In Madrid, one of the worst affected areas in Europe during the first wave of Covid-19 in March and April, medics warned that hospitals were getting close to capacity again.
“Intensive care units are overwhelmed with Covid patients,” Santiago Usoz, an accident and emergency medic at the October 12 hospital, told AFP.
A partial lockdown was announced for residents of several areas in densely populated, low-income neighborhoods in the south of the capital which will come into force on Monday.
People will only be allowed to leave their zone to go to work, seek medical care or take their children to school, while bars and restaurants will have to reduce their capacity by 50 percent, the regional government of Madrid said.
Rules preventing people from socialising with anyone from outside their household were imposed in northeast England on Friday, putting more than two million people under new restrictions.
These will be extended to other parts of northwest, northern and central England from Tuesday.
“We’re prepared to do what it takes both to protect lives and to protect livelihoods,” Health Secretary Matt Hancock told BBC television on Friday.
Music legend Van Morrison made his frustration known on Friday, saying he had recorded three “protest songs” called “Born To Be Free,” “As I Walked Out” and “No More Lockdown.”
Israel has become the first major country to impose another national shutdown which began on Friday, hours before Rosh Hashana, the Jewish new year, and wil last for three weeks.
The measures, under which people will be limited to within 500 meters of their home, will also hit other key religious holidays including Yom Kippur.

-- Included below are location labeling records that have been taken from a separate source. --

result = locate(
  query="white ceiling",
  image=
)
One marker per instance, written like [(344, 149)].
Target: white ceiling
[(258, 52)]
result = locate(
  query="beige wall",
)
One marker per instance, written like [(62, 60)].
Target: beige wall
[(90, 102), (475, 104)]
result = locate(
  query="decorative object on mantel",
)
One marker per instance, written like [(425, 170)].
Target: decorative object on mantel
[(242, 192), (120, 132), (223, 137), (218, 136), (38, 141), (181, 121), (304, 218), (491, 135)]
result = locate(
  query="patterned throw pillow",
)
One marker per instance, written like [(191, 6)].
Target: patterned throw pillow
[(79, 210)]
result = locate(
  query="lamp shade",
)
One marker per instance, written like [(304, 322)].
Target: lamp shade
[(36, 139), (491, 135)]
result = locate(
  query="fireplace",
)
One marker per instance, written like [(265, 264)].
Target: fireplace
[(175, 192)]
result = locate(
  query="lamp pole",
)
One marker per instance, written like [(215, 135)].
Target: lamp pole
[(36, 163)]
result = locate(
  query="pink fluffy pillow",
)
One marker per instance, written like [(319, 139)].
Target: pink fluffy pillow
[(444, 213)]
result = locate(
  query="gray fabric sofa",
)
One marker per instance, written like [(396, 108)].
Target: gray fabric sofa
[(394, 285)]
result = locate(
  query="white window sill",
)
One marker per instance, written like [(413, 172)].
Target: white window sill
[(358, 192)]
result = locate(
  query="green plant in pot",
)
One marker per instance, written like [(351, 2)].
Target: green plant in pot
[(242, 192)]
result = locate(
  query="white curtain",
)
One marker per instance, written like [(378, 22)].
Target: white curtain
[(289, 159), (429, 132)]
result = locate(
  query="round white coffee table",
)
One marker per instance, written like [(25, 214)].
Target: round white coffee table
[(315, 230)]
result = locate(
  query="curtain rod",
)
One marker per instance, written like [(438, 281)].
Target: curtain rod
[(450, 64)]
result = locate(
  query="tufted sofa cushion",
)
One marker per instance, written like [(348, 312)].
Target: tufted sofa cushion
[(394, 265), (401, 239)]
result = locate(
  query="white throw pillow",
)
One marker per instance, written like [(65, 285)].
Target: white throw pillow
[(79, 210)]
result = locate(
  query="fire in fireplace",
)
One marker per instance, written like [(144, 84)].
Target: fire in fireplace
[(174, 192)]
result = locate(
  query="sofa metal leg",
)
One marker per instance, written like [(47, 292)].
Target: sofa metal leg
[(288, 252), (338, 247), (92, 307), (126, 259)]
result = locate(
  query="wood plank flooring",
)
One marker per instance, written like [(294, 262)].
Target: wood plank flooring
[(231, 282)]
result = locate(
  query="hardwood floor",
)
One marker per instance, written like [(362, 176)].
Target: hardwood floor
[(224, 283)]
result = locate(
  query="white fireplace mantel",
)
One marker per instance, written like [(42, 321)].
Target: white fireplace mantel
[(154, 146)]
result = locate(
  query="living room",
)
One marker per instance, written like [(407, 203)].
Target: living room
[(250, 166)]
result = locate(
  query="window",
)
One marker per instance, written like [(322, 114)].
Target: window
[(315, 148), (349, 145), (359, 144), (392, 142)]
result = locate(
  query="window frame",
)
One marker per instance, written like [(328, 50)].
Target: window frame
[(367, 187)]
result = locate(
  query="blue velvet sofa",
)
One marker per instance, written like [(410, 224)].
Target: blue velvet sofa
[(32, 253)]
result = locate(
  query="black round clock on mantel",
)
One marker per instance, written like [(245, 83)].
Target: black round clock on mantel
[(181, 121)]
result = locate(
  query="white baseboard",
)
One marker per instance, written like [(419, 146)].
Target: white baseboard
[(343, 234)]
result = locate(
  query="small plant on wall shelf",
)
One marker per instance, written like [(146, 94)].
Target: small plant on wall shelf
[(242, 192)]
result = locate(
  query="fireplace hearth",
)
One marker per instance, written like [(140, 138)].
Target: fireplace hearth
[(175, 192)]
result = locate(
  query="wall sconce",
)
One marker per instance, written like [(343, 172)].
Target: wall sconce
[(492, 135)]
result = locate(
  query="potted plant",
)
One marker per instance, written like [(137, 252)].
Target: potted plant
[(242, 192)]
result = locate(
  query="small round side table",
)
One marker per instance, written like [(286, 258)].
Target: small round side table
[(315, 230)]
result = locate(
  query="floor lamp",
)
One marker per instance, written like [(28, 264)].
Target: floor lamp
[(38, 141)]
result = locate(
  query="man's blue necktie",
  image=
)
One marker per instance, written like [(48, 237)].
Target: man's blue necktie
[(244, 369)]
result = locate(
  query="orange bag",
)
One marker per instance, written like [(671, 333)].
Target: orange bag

“The economy is in freefall, people are losing their jobs, they’re depressed,” said 60-year-old Yael, one of hundreds who protested in Tel Aviv late on Thursday.
“And all this for what? For nothing!“
Meanwhile, most of a group of more than a thousand Orthodox Jewish pilgrims who had camped along the border between Ukraine and Belarus left on Friday after being refused entry due to coronavirus rules.
Tens of thousands of Hasidic Jews head to the central Ukrainian city of Uman every Jewish New Year to visit the tomb of Rabbi Nahman, the founder of the Breslov Hasidic movement.
In the United States, US President Donald Trump and his Democratic challenger Joe Biden continued to trade barbs over the handling of the pandemic.
Trump has expressed confidence that a viable Covid-19 vaccine would be ready by October, directly contradicting a top administration health expert
Elsewhere, new details emerged about a wedding in rural Maine in August which became a so-called “superspreader” event that left seven people dead and 177 infected.
The nuptials at a church and hotel near the picturesque town of Millinocket were attended by 65 people, breaking the official limit of 50 allowed at a gathering.